Duskmourn - Fallen Kings And Rusted Crowns review
|Album:||Fallen Kings And Rusted Crowns|
|Release date:||June 2021|
01. Fallen Kings And Rusted Crowns
02. The Sleeping Tide
04. Blood Of The Forest
05. Mountain Heart
06. Among The Ruins
07. In The Chamber Of Incantation
08. The Harbinger
Yup, this is that album. You know the yearly album that comes out of virtually nowhere to take over the world. 2021 needed this. It is Amorphis and Be'lakor wrapped into one monolithic offering of crushing pleasantness that is sure to please 80% of our readers and leave the other 20% shaking their heads (Official poll results remain to be confirmed). Duskmourn, a yet unsigned band from the East Coast of the USA, have done it again with their third album entitled Fallen Kings And Rusted Crowns. Whatever I will say here will likely get me crucified since this is the kind of album that shall get labeled as "absolute masterpiece" by the masses. But hey, the masses are not often wrong.

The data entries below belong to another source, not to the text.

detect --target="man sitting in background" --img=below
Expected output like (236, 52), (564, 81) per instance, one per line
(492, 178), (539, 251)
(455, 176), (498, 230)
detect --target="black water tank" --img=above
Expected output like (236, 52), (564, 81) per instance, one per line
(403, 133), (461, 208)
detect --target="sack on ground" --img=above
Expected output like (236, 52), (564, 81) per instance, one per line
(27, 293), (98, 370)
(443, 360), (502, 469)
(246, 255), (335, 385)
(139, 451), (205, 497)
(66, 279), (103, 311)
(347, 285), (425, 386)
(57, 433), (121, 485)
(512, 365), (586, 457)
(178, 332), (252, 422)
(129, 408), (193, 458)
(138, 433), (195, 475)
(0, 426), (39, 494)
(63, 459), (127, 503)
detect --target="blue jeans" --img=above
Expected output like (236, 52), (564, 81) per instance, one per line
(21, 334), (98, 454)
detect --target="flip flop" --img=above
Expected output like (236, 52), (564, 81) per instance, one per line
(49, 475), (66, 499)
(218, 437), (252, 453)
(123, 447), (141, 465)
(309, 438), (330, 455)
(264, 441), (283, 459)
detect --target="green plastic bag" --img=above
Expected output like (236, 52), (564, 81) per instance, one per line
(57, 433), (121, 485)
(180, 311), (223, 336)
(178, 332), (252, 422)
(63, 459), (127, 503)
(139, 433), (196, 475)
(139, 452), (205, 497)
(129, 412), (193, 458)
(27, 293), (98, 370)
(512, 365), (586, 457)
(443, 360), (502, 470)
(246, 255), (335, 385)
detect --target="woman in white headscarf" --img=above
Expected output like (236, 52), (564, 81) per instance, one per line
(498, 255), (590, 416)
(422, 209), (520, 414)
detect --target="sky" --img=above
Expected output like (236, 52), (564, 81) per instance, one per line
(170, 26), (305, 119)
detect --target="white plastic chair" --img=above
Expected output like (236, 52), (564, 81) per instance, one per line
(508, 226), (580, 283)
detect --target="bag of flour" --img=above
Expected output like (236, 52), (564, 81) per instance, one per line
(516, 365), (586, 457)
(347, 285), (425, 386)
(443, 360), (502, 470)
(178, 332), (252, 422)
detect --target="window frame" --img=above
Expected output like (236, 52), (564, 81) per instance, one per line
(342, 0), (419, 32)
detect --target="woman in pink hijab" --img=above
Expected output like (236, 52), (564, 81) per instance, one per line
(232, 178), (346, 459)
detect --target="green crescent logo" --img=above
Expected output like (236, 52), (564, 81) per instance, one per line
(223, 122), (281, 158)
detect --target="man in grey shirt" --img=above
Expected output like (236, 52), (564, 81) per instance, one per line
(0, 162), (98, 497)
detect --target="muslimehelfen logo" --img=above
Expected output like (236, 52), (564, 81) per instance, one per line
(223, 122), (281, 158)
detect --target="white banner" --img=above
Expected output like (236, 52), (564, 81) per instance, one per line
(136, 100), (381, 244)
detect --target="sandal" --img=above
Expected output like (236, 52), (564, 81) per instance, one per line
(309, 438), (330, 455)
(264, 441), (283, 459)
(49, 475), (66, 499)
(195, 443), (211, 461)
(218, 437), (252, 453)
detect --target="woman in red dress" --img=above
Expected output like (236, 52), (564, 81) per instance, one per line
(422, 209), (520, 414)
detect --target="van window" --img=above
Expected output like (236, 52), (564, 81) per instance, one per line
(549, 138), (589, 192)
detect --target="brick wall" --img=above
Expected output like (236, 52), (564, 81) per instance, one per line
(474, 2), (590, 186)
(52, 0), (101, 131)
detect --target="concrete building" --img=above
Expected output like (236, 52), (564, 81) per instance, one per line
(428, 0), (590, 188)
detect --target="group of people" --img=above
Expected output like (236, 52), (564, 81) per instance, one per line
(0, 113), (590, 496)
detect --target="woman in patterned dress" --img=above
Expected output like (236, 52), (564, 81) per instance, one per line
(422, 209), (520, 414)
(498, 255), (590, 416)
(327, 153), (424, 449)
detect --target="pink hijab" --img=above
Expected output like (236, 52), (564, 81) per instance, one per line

Duskmourn is essentially two dudes doing everything yet somehow you cannot spot that in the final mix. Like spawns of Tuomas Saukkonen [Wolfheart], Walter Deyo (guitars, bass, vocals) and Bill Sharpe (guitars, drums, keyboards) managed to sonically clone themselves through the magic of recording, and call it a day with a mystical smile on their faces (as per my anonymous source who wished to remain anonymous). From growls to guitars, bass, keys, drums and whatever else is thrown in there to create a symbiotic melodic death opus with folkish influences, Duskmourn feel like a solid band with a bright future.
The title track is all kind of awesome in its Amorphis-ness. "The Sleeping Tide" mix of harshness and catchy melodies can only evoke greats like At The Gates and October Tide while "Deathless" and "Blood Of The Forest" have a folkish progression that makes me think of the best tracks ever released by Amon Amarth, something about the power of Odin, unstoppable marches and cunning crows, or even Moonsorrow, which would mean something about the force of nature, the power of frost and the unwavering grasp of death on all human life. You get the gist. And while "Mountain Heart" has that Wolfheart vibe, tracks such as "Among The Ruins" and "In The Chamber Of Incantation" are definitely more reminiscent of recent Amorphis. The killer closing track "The Harbinger" throws in some more folk with an intro that brings to mind Skyclad and then it quickly morph into the greatness that only a band like Be'lakor could achieve (until now).
Not unlike Agalloch, discovering Duskmourn through this later album forced me to explore their earlier releases, and, not unlike Agalloch, there is gold and platinum to be discovered respectively with 2017's Of Shadow And Flame and 2014's Legends. So if you have never heard of them before, please park a few hours aside and do their whole discography justice. You won't regret it.
Maybe falling short of being a true masterpiece, perhaps 4 out of 5 rusted crowns, but still an intense, unrelentingly and near perfect melodic death record by the standards of our time. It is firing on all cylinders and hitting all the required spots. The short running time of 47 minutes of Fallen Kings And Rusted Crowns is hardly a factor since the quality is very high throughout. Inspired by the best bands in the genre for the last 10 years, this is THAT album.